Nice work! It’s quite thorough and could even help users of other languages understand how Unicode, UTF-8 and binary data works.
Nitpicks:
The binary-size(n) modifier will match n characters in a binary
This should probably read: will match n bytes
so why does Elixir refer to its strings as “binaries”?
This section kind of walks back on the things taught before it. Elixir doesn’t call its strings binaries, strings just happen to be binaries formed in a certain way (i.e. UTF-8 encoded data).
For me the simplest reason binaries are called binaries is that they are blobs of data. Compare to the term BLOB (binary large object) used in e.g. databases, or “binary format” in FTP, or the binary vs text files distinction in many filesystem tools – it’s not a foreign term in this context.
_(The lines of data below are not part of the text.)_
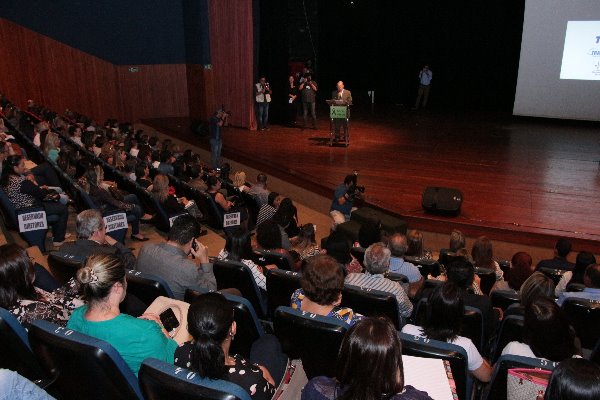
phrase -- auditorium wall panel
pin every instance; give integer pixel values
(33, 66)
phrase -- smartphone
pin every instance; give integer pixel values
(169, 320)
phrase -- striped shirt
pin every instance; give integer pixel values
(381, 283)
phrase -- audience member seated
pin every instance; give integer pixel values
(574, 379)
(239, 181)
(321, 290)
(445, 313)
(483, 256)
(142, 175)
(26, 302)
(369, 366)
(461, 272)
(584, 259)
(547, 333)
(267, 210)
(561, 252)
(537, 285)
(91, 184)
(286, 217)
(305, 243)
(268, 238)
(170, 260)
(259, 190)
(521, 268)
(398, 246)
(238, 247)
(368, 233)
(23, 192)
(210, 321)
(338, 247)
(591, 280)
(377, 263)
(92, 239)
(416, 248)
(104, 288)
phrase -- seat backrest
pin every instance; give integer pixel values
(371, 302)
(160, 380)
(281, 285)
(457, 356)
(64, 266)
(472, 324)
(83, 367)
(584, 316)
(314, 339)
(496, 389)
(504, 298)
(245, 317)
(511, 330)
(232, 274)
(266, 257)
(554, 274)
(147, 287)
(15, 352)
(488, 278)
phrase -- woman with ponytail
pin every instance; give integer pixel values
(104, 287)
(211, 324)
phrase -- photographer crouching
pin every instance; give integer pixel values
(344, 197)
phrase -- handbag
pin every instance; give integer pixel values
(527, 383)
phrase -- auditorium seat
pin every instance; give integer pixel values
(147, 287)
(457, 357)
(511, 329)
(160, 380)
(245, 317)
(370, 302)
(488, 278)
(496, 388)
(265, 257)
(15, 351)
(584, 316)
(504, 298)
(233, 274)
(81, 366)
(314, 339)
(281, 284)
(64, 266)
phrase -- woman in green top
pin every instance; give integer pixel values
(104, 287)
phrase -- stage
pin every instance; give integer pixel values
(523, 180)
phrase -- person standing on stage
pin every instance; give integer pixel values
(292, 107)
(216, 139)
(308, 88)
(341, 94)
(425, 77)
(262, 91)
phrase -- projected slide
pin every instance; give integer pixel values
(581, 54)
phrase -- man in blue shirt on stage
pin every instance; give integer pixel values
(343, 199)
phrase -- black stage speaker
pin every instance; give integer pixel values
(445, 201)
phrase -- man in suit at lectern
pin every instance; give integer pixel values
(341, 94)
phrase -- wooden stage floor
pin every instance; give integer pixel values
(523, 180)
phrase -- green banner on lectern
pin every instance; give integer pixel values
(338, 112)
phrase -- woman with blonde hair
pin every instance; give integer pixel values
(104, 287)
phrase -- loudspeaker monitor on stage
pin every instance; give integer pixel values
(441, 200)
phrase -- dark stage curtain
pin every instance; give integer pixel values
(232, 58)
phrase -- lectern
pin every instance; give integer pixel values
(339, 115)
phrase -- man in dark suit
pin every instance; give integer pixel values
(341, 94)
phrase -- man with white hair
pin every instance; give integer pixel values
(377, 262)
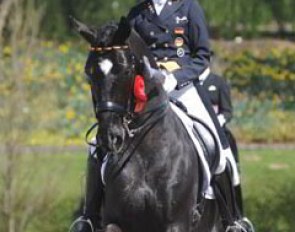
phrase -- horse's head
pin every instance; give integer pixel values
(111, 68)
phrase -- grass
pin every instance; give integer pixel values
(267, 178)
(268, 185)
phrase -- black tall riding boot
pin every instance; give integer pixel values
(90, 221)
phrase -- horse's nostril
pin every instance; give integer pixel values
(116, 141)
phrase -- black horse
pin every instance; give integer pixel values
(153, 176)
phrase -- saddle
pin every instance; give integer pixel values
(204, 136)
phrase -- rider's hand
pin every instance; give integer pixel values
(167, 79)
(221, 119)
(170, 81)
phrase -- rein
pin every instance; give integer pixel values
(134, 141)
(133, 123)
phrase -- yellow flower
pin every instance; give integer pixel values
(63, 48)
(70, 114)
(7, 51)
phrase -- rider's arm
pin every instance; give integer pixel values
(198, 44)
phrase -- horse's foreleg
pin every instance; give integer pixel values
(112, 228)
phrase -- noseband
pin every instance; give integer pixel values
(109, 106)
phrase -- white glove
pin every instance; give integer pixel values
(170, 81)
(221, 119)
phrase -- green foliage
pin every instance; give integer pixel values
(268, 75)
(226, 18)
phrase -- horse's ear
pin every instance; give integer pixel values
(86, 32)
(140, 49)
(123, 32)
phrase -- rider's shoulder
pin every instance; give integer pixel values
(137, 9)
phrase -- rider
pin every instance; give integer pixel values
(176, 33)
(218, 91)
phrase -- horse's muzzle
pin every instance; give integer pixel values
(113, 139)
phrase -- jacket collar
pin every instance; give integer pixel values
(170, 7)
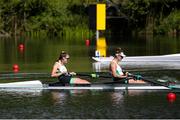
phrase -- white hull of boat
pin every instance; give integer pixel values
(37, 85)
(161, 58)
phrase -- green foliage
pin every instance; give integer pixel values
(36, 15)
(137, 11)
(170, 23)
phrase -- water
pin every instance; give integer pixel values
(38, 56)
(88, 104)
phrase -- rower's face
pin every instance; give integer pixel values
(65, 59)
(119, 57)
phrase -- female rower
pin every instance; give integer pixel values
(117, 71)
(59, 70)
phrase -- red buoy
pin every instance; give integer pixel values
(15, 68)
(171, 97)
(87, 42)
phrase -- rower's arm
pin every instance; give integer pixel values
(113, 70)
(54, 71)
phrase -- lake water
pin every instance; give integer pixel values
(37, 57)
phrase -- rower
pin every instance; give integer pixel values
(117, 71)
(60, 71)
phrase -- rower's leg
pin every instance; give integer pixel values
(80, 81)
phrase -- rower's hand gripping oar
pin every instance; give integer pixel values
(93, 75)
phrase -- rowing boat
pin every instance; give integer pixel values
(37, 85)
(160, 58)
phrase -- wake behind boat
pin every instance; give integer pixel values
(160, 58)
(37, 85)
It’s untagged data and without knowing what it is beforehand, you cannot use reflection or inspection to determine what it really is. Maybe this doesn’t match what the language authors thought but I don’t see why it should be more complicated than that.
I was not there when binaries were introduced into Erlang, but what I heard is that they were first used to store compiled Erlang code (for JAM at that time). That was necessary in order to implement erl_boot_server that allows a diskless client to fetch code to be loaded from another node.
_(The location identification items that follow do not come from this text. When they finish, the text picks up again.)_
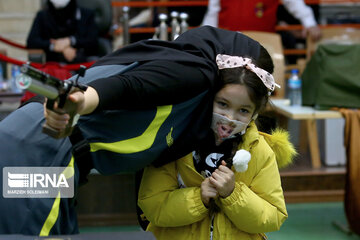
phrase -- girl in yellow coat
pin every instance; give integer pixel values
(229, 188)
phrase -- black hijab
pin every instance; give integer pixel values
(197, 47)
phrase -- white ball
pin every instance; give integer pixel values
(241, 160)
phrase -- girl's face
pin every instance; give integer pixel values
(233, 102)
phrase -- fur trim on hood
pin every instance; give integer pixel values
(281, 145)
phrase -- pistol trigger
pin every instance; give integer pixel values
(50, 104)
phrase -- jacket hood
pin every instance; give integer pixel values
(279, 142)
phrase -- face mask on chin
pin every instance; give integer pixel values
(58, 4)
(225, 128)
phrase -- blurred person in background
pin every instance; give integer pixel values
(66, 32)
(244, 15)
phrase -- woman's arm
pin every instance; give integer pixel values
(164, 203)
(148, 85)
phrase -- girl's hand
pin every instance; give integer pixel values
(223, 179)
(208, 191)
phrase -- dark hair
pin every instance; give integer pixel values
(257, 91)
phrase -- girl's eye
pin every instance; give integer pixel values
(243, 110)
(221, 104)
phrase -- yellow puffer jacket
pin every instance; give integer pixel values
(255, 206)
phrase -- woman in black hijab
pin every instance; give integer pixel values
(148, 103)
(66, 32)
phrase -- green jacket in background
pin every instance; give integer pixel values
(332, 77)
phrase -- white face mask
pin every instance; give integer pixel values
(225, 128)
(60, 3)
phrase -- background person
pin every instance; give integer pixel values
(66, 32)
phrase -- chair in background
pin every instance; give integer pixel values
(272, 43)
(103, 19)
(339, 35)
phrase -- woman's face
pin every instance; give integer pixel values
(233, 102)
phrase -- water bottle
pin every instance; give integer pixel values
(2, 82)
(294, 84)
(163, 27)
(183, 24)
(175, 26)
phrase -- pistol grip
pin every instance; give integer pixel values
(69, 108)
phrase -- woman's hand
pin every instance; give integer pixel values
(208, 191)
(223, 179)
(86, 103)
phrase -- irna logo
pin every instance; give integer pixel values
(19, 180)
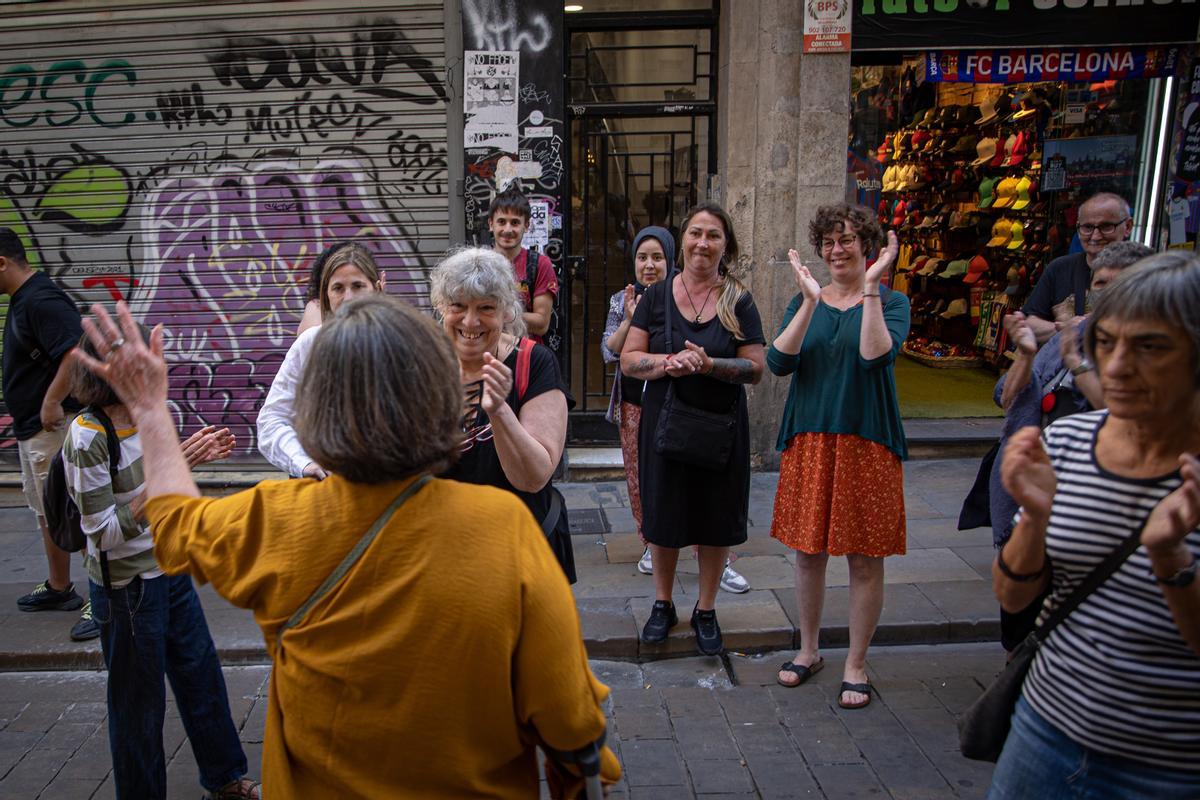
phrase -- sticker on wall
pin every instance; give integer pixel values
(490, 98)
(539, 226)
(508, 169)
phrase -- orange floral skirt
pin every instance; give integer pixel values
(839, 493)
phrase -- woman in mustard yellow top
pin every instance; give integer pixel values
(420, 673)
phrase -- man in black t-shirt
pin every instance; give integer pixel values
(41, 328)
(1103, 218)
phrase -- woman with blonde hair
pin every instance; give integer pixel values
(348, 271)
(695, 338)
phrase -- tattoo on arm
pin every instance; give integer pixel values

The idea to use binaries to store text strings is of much later date. Originally, all binaries were reference-counted, which is practical for storing a relatively small number of large binaries, but not for storing many small binaries. OTP R7 introduced the bit syntax and heap binaries. (See How binaries are implemented for more information.)
I think we called it a binary just to separate from all other Erlang terms. It is just a collection, or array, of raw bytes where we add meaning to it. If the number of bits is not divisible by 8 then it is a bitstring. Again we are the ones who add meaning to it not Erlang/Elixir/BEAM.
Remember that in Erlang we mostly represent strings as lists of integers. Again we put meaning to the bytes, whether they are ascii/latin1/unicode codepoints. We NEVER make lists of utf-8/16/32 encoded characters. What’s the point? There was a good talk on CodeBeamSF on this by Marc Sugiyama Unicode, Charsets, Strings, and Binaries. I don’t know when it will be on line.